Since the first LASIK procedure in 1991, the technique has evolved with improvements in microkeratectomy and the excimer laser ablation. An increasing number of surgeons are embracing femtosecond lasers in place of traditional blade technology to create the corneal tissue flap. In addition, most excimer platforms are FDA approved in an attempt to limit the induction of higher order wavefront aberrations including coma, trefoil, secondary astigmatism, spherical aberration, and quadrafoil. This is accomplished by using wavefront aberrometry, (usually Hartmann-Shack) to create the treatment plan for the patient. The continuing refinements in LASIK technology should further improve safety and visual outcomes.

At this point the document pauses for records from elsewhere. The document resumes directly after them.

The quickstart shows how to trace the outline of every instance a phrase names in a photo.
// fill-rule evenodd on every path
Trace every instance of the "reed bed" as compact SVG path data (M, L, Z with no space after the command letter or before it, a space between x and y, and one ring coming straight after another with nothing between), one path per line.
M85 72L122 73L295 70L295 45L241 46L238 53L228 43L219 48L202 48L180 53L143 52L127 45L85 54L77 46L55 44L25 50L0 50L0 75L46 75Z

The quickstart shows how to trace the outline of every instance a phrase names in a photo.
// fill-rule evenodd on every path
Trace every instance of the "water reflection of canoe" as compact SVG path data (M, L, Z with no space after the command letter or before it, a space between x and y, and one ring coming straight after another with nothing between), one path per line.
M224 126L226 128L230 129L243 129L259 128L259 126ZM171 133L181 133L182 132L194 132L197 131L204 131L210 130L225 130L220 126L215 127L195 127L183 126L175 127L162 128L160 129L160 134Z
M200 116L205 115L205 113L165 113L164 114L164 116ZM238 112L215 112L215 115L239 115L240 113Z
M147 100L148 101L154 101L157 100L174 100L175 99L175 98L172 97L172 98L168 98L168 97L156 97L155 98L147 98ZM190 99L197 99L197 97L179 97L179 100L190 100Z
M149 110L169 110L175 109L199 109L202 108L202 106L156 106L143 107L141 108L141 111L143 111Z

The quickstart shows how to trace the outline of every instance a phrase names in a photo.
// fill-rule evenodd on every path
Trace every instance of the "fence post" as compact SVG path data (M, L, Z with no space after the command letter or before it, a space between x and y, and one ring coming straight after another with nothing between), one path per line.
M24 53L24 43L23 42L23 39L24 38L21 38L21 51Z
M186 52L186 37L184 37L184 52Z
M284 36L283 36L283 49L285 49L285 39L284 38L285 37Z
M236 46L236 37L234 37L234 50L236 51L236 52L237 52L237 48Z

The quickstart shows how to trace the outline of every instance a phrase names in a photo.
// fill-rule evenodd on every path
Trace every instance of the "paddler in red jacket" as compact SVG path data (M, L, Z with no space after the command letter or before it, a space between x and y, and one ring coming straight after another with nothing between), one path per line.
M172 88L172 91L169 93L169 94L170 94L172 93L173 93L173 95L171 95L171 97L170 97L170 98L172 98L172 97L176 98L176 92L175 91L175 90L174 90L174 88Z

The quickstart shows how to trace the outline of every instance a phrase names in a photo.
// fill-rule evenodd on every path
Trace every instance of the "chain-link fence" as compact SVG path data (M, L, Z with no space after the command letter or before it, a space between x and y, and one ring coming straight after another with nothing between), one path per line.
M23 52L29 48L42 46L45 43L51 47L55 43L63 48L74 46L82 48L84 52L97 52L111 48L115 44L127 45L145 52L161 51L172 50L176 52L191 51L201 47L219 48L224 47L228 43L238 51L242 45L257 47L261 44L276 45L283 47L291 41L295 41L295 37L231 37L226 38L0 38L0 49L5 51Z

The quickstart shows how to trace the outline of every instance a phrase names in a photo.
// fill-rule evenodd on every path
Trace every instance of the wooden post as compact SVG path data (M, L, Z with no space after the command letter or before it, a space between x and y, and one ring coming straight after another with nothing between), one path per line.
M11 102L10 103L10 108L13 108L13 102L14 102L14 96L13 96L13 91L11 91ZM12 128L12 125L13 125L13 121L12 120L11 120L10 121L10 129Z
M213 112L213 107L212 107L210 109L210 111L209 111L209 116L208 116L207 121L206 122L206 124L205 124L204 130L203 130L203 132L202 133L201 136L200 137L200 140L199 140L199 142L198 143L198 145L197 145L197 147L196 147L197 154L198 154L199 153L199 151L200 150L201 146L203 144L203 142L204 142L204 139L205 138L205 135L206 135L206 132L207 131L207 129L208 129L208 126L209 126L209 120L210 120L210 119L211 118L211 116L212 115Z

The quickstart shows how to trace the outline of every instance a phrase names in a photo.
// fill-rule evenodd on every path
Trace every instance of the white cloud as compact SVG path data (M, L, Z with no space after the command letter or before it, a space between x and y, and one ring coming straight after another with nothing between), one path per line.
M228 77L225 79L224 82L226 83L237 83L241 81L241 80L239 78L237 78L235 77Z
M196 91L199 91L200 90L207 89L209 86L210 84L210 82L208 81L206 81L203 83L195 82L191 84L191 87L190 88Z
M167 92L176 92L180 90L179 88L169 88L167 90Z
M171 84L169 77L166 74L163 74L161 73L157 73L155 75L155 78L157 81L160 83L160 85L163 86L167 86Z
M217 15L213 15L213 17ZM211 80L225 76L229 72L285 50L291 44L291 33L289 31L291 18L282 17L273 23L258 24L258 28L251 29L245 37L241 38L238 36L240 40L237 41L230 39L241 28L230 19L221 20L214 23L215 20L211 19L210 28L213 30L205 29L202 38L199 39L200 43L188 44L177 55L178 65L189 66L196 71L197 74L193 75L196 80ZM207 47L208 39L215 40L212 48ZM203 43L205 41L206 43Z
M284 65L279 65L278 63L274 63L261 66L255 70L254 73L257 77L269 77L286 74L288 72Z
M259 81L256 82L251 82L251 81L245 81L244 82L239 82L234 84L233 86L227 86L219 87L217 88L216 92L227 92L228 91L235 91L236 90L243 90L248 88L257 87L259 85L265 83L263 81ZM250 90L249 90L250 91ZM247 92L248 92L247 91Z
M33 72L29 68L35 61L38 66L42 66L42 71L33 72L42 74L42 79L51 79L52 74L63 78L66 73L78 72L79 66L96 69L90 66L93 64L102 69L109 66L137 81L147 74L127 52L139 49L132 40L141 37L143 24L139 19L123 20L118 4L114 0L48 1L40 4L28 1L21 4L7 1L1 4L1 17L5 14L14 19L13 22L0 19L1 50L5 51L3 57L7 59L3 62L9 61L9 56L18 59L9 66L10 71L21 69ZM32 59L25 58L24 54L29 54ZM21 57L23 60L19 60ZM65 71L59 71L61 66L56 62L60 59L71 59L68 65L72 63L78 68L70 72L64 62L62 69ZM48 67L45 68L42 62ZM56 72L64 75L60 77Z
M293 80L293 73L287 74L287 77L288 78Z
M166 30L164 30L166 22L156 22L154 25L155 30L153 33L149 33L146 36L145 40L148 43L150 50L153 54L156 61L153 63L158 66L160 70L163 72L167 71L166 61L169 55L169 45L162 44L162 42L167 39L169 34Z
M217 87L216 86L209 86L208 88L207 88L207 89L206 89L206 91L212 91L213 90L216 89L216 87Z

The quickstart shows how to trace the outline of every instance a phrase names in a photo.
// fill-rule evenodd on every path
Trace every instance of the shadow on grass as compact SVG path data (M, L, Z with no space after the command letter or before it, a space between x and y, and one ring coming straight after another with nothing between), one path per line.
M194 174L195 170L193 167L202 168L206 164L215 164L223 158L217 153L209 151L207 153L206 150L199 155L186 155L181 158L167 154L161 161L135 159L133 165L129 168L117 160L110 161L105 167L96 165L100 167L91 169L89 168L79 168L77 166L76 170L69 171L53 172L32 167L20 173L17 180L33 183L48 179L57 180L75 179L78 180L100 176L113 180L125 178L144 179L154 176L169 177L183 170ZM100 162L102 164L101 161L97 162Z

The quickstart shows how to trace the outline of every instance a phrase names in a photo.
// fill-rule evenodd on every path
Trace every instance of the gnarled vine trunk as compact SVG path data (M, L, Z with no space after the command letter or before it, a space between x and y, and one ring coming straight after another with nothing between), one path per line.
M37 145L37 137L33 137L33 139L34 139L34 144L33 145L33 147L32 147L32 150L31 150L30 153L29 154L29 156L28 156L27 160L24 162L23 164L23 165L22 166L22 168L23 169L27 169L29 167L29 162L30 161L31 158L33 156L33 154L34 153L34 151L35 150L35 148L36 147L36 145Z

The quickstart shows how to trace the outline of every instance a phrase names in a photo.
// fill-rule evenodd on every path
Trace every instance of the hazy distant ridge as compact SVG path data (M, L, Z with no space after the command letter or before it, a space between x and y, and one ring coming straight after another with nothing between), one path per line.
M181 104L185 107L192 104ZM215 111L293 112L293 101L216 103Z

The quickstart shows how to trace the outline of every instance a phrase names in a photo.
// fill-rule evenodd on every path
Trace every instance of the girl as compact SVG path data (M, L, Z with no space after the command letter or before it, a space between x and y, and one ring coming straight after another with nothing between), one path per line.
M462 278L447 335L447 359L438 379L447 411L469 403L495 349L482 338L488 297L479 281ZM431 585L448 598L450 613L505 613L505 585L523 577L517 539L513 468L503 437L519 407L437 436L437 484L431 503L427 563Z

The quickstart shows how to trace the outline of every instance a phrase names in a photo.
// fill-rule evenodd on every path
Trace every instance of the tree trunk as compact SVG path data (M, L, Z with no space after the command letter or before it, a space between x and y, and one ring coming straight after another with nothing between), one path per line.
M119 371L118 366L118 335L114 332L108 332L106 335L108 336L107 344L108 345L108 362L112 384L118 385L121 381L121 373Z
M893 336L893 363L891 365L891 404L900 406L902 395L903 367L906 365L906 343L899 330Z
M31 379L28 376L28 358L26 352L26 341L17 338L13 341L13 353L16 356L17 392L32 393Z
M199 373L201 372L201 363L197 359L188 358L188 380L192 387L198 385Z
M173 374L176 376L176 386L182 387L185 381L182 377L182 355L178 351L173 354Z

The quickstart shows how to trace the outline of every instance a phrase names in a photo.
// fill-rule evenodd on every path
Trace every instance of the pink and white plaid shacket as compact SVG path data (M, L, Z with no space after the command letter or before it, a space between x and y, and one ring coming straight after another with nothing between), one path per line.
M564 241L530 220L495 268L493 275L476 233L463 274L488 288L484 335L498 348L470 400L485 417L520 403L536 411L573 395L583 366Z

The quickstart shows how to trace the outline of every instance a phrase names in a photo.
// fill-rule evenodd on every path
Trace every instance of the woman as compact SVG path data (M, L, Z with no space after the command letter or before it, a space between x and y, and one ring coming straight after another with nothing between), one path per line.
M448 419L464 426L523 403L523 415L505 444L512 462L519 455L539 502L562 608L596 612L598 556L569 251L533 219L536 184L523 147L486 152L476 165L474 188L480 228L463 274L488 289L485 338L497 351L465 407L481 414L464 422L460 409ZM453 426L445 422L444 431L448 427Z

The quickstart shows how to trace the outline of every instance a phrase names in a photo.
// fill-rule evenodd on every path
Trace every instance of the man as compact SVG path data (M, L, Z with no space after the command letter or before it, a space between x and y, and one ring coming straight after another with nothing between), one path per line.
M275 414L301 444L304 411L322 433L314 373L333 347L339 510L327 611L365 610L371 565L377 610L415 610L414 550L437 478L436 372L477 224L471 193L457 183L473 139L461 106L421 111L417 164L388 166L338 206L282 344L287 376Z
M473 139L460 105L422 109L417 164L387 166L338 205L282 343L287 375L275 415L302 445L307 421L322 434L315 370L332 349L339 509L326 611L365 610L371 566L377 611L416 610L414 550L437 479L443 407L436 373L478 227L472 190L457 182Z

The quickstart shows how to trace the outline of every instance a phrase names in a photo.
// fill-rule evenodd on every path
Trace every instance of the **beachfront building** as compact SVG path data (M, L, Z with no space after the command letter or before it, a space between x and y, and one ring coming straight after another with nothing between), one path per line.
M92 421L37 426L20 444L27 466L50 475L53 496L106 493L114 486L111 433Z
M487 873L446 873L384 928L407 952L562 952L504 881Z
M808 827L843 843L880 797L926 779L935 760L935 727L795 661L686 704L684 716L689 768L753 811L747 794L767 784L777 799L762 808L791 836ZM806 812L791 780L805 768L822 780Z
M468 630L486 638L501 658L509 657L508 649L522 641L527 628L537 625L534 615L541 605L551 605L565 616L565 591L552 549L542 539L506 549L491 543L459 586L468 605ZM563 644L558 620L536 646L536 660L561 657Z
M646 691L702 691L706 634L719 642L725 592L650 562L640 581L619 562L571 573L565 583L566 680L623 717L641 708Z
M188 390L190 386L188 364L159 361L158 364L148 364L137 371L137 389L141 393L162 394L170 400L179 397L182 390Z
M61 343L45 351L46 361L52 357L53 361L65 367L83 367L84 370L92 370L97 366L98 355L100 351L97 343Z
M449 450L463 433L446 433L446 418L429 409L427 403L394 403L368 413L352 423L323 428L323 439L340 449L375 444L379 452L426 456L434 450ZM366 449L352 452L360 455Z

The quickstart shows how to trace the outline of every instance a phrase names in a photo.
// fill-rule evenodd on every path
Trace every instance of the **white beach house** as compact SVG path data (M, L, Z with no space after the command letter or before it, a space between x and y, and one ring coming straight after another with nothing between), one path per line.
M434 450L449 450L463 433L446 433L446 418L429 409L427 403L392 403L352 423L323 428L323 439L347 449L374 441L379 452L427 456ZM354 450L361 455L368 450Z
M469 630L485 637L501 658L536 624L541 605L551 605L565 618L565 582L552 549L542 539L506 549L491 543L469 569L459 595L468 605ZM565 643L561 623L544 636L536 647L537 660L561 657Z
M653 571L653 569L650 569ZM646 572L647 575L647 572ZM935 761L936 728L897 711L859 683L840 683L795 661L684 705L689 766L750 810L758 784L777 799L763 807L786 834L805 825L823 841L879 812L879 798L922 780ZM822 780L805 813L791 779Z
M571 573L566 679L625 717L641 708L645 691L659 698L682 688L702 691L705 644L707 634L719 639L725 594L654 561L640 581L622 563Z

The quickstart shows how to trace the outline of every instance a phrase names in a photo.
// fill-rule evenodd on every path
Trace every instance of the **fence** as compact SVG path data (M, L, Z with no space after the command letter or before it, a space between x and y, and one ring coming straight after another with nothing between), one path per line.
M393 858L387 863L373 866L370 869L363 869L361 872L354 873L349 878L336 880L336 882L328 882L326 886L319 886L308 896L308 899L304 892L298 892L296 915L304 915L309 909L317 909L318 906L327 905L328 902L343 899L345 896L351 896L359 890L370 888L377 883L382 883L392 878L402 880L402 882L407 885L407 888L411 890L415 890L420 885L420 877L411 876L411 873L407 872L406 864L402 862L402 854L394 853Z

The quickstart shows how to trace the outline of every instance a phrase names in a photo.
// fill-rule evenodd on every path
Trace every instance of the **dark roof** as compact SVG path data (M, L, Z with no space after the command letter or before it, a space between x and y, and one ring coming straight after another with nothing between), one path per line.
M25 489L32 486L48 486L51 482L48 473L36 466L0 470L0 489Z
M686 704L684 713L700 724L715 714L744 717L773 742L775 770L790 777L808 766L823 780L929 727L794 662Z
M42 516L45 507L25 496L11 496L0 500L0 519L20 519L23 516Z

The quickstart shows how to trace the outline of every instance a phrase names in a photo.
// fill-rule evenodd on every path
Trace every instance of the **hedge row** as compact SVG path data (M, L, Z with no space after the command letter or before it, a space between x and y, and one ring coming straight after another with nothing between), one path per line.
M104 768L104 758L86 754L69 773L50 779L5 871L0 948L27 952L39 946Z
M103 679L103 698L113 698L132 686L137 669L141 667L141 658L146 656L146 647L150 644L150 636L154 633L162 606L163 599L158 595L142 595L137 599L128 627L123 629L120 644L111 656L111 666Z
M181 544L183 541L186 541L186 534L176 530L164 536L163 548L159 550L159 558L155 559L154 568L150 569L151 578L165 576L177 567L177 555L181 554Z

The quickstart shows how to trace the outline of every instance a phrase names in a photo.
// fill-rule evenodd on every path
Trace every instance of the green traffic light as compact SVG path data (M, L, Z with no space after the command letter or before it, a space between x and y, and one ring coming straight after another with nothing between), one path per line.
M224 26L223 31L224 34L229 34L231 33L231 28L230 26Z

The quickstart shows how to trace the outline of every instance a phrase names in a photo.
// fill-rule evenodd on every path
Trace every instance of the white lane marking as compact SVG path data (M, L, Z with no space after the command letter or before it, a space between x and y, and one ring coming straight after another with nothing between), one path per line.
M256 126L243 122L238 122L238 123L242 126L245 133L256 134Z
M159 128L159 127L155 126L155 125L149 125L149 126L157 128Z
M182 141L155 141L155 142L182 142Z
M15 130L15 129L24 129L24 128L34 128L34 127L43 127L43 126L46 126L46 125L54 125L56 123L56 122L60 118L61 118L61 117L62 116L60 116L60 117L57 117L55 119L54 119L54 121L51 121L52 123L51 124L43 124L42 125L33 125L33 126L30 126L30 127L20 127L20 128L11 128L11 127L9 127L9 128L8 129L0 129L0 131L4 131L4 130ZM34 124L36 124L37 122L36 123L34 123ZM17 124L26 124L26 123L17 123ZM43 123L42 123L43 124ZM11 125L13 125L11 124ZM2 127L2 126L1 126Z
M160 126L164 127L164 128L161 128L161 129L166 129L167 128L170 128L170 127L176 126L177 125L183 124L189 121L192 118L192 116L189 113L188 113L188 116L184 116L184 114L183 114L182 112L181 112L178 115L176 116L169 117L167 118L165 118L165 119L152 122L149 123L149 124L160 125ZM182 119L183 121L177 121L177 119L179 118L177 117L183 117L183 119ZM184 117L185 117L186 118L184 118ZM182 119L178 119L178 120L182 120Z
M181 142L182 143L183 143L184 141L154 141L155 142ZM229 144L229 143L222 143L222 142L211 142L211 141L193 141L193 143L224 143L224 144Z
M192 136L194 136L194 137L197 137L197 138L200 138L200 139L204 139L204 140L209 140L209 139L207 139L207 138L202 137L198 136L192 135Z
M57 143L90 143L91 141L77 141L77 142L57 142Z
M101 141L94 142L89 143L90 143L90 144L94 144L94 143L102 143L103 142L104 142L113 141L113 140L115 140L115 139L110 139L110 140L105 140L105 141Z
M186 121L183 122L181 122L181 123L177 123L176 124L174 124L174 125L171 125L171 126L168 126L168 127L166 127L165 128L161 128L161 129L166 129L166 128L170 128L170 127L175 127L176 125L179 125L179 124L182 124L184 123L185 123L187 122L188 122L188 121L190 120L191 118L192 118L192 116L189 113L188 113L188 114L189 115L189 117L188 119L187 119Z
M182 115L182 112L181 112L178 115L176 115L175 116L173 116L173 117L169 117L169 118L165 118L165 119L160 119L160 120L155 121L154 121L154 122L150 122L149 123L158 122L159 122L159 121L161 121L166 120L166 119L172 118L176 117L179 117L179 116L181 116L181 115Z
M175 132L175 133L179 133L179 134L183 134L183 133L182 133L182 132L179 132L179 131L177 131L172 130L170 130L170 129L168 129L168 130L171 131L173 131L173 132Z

In 2003, the FDA approved the first femtosecond laser for use on the cornea (Fig. 22-2). This is a photodisruptive laser that creates very small cavitation bubbles within the cornea. These “bubbles” can be placed very precisely within the cornea to allow for specific and accurate dissection of the cornea.
Figure 22-2. A femtosecond laser for use on the cornea.